If there are positives here, we can start at the beginning. The Raptors came in hot, and looked unafraid of the moment — for a time — winning the first quarter 33-19. Kyle Lowry was pushing the pace, Jonas Valanciunas was playing huge, and OG Anunoby was doing a credible jump pressuring LeBron. There were troublesome issues that continued in the first half — the bench looked shaky, Serge Ibaka was invisible — but hey, the Raptors had the lead at least. There was much hooting and hollering going on.

Except we should have known better. Playing against LeBron isn’t about isolated incidents, small bits of success. There is an inevitability to him, his presence and game acting like erosion over time. Despite shooting 12-of-30 from the field, James still managed a 26-13-11 triple-double, and was living firmly in the Raptors’ heads by the second half and overtime. How else to explain the gradual stranglehold the Cavaliers placed on the Raptors’ offense, a top-ranked system that went ice cold down the stretch? It could be from defensive pressure, sure, or nerves — or maybe it truly was something more inescapable.

“I know it sounds simplistic but we had our open looks, had our opportunities that we didn’t cash in on,” said coach Dwane Casey, sounding for all the world like a man who knows he may already be out of chances. That’s what LeBron does to a team’s spirit. And it hurts all the more when the shots were definitely there for Toronto to win Game 1, and assert some sense of control over the proceedings.

It’s hard not to fault Jonas Valanciunas for that sense of loss. The big Lithuanian played as big as he possibly could for his 34 minutes, posting 21 points and 21 rebounds (including eight on the offensive end). It just so happens though that JV shot 7-of-19 from the field, and many of those offensive boards came off his own misses — none bigger than in the dying minutes when JV missed three gimmes, then a fourth later on, and then, for good measure in a mad scramble at the end of regulation, one more.

And what of Lowry? The Raptors’ leader had 18 points and 10 assists, he shot 50 percent from the field, and 50 percent from three. But save for a wild lay-up and-1 call to bring the Raptors in for a chance at the win at the buzzer in overtime, Lowry disappeared down the stretch. DeMar DeRozan, meanwhile, had spurts of extreme effectiveness — he was the only Raptor to hit a shot for what felt like forever in the fourth and OT — but it wasn’t enough, and it could be countered too easily at times. DeRozan finished with 22 points, seven rebounds, and five assists. Ordinarily when DeRozan and Lowry put up lines like that, the Raps win. But ordinary is not LeBron.

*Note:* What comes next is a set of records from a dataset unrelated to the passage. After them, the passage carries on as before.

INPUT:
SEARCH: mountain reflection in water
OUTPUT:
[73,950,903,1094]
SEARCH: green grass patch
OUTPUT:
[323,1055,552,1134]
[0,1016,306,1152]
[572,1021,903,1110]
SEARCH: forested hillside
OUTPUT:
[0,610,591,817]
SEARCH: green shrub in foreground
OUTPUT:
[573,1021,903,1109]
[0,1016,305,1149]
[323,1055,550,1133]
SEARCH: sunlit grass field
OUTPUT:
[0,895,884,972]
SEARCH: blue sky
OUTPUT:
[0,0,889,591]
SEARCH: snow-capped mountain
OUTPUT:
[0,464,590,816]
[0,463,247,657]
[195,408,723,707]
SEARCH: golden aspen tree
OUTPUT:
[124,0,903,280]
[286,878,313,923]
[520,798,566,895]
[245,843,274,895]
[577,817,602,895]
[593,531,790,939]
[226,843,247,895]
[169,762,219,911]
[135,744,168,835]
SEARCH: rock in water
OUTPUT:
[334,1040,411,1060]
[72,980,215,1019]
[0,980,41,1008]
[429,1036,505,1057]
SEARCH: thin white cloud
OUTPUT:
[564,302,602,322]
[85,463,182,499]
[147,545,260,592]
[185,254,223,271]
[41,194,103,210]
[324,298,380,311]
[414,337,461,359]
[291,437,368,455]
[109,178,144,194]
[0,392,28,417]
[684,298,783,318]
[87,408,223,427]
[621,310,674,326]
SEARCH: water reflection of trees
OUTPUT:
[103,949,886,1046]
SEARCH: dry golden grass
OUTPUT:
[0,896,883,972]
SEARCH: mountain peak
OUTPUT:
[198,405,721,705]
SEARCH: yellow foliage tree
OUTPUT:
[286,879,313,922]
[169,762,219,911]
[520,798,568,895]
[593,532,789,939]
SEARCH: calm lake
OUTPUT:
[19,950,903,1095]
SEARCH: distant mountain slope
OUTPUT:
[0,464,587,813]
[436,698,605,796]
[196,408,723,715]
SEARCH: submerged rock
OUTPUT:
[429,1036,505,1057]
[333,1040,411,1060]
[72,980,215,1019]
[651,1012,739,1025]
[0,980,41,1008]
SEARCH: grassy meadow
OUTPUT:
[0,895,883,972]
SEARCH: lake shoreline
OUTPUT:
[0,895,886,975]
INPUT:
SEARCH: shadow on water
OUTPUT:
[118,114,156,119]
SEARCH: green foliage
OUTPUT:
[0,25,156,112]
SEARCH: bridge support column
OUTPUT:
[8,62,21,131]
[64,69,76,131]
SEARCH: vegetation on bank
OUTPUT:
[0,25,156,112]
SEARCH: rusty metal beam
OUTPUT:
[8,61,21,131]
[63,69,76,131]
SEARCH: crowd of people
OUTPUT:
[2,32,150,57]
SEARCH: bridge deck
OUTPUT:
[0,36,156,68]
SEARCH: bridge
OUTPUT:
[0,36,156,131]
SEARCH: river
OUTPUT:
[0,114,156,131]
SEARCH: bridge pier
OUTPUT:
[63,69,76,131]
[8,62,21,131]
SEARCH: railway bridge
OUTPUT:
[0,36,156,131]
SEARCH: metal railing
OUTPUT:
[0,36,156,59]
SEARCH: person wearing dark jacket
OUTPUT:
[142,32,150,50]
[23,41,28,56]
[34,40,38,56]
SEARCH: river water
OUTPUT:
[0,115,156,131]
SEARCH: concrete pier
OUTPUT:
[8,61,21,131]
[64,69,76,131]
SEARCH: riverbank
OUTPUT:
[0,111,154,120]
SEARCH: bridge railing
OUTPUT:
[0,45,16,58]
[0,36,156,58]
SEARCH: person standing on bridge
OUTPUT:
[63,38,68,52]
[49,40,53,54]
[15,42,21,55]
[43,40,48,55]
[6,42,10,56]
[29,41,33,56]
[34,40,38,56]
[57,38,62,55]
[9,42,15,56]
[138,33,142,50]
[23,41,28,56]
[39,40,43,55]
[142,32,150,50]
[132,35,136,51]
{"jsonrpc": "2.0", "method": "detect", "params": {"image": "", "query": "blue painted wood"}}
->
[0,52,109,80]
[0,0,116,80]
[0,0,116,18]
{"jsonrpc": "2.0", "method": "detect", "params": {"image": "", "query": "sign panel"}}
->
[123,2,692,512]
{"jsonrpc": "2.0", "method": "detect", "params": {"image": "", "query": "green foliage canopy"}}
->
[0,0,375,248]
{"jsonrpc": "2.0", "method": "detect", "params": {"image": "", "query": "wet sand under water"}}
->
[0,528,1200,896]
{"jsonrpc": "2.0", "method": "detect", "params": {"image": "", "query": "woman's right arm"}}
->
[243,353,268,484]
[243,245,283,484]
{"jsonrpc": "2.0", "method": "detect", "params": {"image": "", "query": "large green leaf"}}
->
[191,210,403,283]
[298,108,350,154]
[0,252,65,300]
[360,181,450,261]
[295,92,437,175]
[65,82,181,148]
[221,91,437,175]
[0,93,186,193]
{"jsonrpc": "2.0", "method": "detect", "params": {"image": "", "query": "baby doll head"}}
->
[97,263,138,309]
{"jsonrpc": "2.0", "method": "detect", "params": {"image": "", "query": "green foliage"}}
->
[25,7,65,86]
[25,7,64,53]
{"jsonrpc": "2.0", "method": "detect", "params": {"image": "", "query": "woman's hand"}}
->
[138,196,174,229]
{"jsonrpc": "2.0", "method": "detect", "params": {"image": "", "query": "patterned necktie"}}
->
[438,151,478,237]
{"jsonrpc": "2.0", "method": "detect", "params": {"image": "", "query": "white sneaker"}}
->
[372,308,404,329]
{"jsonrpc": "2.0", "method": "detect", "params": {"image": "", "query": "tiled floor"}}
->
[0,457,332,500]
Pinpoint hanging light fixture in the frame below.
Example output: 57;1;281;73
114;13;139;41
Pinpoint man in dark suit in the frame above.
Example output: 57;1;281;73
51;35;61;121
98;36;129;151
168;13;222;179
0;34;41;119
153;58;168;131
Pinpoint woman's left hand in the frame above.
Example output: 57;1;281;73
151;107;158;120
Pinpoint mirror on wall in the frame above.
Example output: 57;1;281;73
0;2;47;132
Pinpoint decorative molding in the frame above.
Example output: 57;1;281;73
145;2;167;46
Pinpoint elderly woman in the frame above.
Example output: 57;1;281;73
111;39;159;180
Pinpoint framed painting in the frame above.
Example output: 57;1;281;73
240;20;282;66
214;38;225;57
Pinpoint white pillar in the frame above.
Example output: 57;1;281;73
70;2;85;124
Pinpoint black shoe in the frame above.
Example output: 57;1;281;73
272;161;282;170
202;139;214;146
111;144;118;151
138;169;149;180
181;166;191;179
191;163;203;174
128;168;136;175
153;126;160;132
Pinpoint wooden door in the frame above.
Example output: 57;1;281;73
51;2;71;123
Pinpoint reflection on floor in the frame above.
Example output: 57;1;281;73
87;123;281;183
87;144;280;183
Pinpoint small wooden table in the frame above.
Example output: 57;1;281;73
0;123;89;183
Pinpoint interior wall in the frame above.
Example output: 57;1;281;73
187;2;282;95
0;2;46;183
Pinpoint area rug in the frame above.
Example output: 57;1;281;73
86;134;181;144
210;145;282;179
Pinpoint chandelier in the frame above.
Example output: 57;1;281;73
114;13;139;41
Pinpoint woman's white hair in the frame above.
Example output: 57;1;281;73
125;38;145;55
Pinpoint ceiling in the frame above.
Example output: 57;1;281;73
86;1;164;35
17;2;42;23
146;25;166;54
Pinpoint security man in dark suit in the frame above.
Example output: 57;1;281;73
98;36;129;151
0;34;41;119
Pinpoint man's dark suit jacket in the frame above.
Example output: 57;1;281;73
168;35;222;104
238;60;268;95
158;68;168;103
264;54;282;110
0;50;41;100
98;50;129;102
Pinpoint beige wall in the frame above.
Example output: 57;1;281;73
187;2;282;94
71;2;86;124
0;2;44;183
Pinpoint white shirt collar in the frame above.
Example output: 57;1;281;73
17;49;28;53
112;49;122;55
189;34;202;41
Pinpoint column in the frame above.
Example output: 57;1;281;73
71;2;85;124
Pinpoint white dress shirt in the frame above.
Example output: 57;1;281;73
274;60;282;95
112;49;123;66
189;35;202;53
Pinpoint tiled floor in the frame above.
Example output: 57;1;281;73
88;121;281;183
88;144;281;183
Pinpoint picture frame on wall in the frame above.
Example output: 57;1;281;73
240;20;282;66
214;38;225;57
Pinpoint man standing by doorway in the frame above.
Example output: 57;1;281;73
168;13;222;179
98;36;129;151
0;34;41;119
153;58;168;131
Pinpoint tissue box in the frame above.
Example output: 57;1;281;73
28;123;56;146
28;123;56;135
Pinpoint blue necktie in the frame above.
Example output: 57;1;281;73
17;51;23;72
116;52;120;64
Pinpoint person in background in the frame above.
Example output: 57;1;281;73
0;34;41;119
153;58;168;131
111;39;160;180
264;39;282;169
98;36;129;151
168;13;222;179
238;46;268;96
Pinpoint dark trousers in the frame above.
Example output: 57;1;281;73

The rest of the Raptors’ bench couldn’t outplay their counterparts on Cleveland, which is another dissatisfying element of note here. (Seriously, Jeff Green had 16 points; Tristan Thompson went for 14 and 12.) Jakob Poeltl was a zero for most of the night, Delon Wright took too long to find his feet, Pascal Siakam’s energy felt too wild at times, and while C.J. Miles managed to hit two 3s (which felt huge in the moment), they didn’t add up. There were stretches where it felt like the Bench Broskis’ power might come to the fore — the opening minutes in the fourth when the Raps’ lead grew to 10 — but it all just disappeared. As a team, the Raptors shot 20 percent in the fourth, and allowed the Cavs back in.

And VanVleet, well, he took a distressing fall in the fourth, and wasn’t quite himself for the rest of the game. With bum shoulder and all, FVV still did have a chance to win it. DeRozan swung the ball out to him, but the guard’s late three caromed harmlessly off the rim at the near-buzzer, sealing the Raptors’ fate in a game they very much should have won. I don’t know how else to explain it, except to say — sigh, of course.